For that end, a number of stakeholders such as the government, the ILO, GIZ, the EU and retailers such as H&M, Tesco and Gap are engaged in improvement plans at factory level, said Shahamin S Zaman, chief executive officer of CSR Centre.
The stakeholders are heavily engaged in capacity building projects and initiatives to promote the sustainability of both sectors.
Zaman's comments came while presenting a paper, on enhancing trade through capacity building in Bangladesh's garment and leather industries, at a roundtable yesterday.

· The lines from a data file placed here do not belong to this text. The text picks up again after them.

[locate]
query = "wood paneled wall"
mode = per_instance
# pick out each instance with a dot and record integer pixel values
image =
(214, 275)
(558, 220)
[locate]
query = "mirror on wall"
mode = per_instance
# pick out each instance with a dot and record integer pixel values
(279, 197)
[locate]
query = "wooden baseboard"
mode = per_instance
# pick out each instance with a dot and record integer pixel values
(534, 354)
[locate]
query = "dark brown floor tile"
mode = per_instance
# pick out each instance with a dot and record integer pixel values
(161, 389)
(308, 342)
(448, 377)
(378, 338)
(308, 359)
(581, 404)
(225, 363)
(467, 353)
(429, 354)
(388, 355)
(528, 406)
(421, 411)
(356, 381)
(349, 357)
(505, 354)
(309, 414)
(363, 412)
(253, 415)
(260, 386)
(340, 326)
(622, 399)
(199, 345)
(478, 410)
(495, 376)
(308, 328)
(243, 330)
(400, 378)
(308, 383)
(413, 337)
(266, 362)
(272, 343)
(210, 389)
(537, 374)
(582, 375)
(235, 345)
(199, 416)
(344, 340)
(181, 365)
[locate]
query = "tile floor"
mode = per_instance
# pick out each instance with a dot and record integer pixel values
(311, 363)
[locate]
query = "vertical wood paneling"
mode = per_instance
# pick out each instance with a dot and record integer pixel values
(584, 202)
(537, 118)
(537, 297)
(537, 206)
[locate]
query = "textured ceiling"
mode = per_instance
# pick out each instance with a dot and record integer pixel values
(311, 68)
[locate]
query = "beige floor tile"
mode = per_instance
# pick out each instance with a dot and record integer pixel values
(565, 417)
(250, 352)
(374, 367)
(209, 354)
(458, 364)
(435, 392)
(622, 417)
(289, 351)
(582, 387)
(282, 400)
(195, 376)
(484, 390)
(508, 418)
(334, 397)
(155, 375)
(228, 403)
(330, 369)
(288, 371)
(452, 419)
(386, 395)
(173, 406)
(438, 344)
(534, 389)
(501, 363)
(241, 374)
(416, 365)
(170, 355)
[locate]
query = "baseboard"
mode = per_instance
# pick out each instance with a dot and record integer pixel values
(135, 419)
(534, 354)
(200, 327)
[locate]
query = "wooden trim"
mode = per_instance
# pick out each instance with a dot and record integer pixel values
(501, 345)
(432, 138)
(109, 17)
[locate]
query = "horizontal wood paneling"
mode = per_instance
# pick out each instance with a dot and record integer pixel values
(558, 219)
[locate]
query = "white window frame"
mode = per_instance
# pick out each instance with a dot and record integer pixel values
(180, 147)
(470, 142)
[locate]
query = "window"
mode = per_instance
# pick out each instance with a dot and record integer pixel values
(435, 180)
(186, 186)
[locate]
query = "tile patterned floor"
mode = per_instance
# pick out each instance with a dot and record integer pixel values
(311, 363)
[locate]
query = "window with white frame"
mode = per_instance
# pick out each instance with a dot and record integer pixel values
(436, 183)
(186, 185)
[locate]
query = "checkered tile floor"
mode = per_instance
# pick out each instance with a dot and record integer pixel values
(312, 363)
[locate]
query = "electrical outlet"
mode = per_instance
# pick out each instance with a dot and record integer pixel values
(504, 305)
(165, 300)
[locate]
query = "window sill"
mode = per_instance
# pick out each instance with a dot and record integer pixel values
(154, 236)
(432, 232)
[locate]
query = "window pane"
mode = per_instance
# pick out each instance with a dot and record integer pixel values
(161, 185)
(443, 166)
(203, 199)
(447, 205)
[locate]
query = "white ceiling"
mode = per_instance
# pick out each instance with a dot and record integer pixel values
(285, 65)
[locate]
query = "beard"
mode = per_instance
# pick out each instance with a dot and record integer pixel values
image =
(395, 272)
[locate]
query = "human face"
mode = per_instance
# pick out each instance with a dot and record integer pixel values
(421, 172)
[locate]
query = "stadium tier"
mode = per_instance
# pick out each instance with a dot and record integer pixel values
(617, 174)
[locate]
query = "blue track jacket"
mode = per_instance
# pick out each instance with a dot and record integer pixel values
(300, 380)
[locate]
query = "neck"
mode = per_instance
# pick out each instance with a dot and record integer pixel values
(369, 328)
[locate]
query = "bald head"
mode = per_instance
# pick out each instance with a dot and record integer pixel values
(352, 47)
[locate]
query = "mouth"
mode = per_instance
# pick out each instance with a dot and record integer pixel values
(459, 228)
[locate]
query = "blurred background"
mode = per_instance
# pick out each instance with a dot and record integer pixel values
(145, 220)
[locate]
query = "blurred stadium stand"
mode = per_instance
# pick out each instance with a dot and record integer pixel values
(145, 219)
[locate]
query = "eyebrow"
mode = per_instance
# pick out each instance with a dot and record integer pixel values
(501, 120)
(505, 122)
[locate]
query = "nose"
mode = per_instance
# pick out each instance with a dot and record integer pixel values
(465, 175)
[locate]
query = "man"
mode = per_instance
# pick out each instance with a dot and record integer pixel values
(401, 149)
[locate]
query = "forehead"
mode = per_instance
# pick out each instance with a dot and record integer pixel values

The Business Social Compliance Initiative and the Foreign Trade Association organised the roundtable, which was attended by international retailers, government higher-ups, garment makers and trade union leaders.
The FTA is a Brussels-based platform of nearly 1,700 retailers and manufacturers of different products, whose combined annual turnover is nearly $1 trillion.
Bangladesh is going in the right direction as compliance is improving in the garment sector after the Rana Plaza collapse, said Christian Ewert, director general of FTA.
The FTA has been conducting training programmes for about 2,500 workers, mid-level managers and owners of 62 factories this year, he said.
The capacity goes up in factories when the buyers put pressure on the management, and the capacity goes down when the buyers do not put pressure, said Soren Kannik, a garment retailer of TT Sourcing Ltd.
The average productivity of the leather sector is 45 percent, which is less than in other countries and half of China's 90 percent, according to Saiful Islam, managing director of Picard Bangladesh, a major shoe and leather products exporter.
About one-fourth of the 220 tanneries in Hazaribagh will have to move to Savar by March next year.
This time the shifting of tanneries from Hazaribagh to Savar will take place as the leather estate has been developed, he said.
Monoj Kumar Roy, additional secretary to the commerce ministry, urged the FTA to establish a training institution for workers in collaboration with the government for capacity-building.
Nazma Akter, president of Sommilito Garments Sramik Federation, called for increasing the facilities for workers so that they can have more food to cover their nutritional deficiency, which in turn will lead to higher productivity.
The international retailers should also follow ethical buying practices and pay higher for per piece of garment items, she said.
Faruque Hassan, senior vice-president of Bangladesh Garment Manufacturers and Exporters Association, also spoke at the roundtable, which was moderated by FTA Country Representative Daniel Seidl.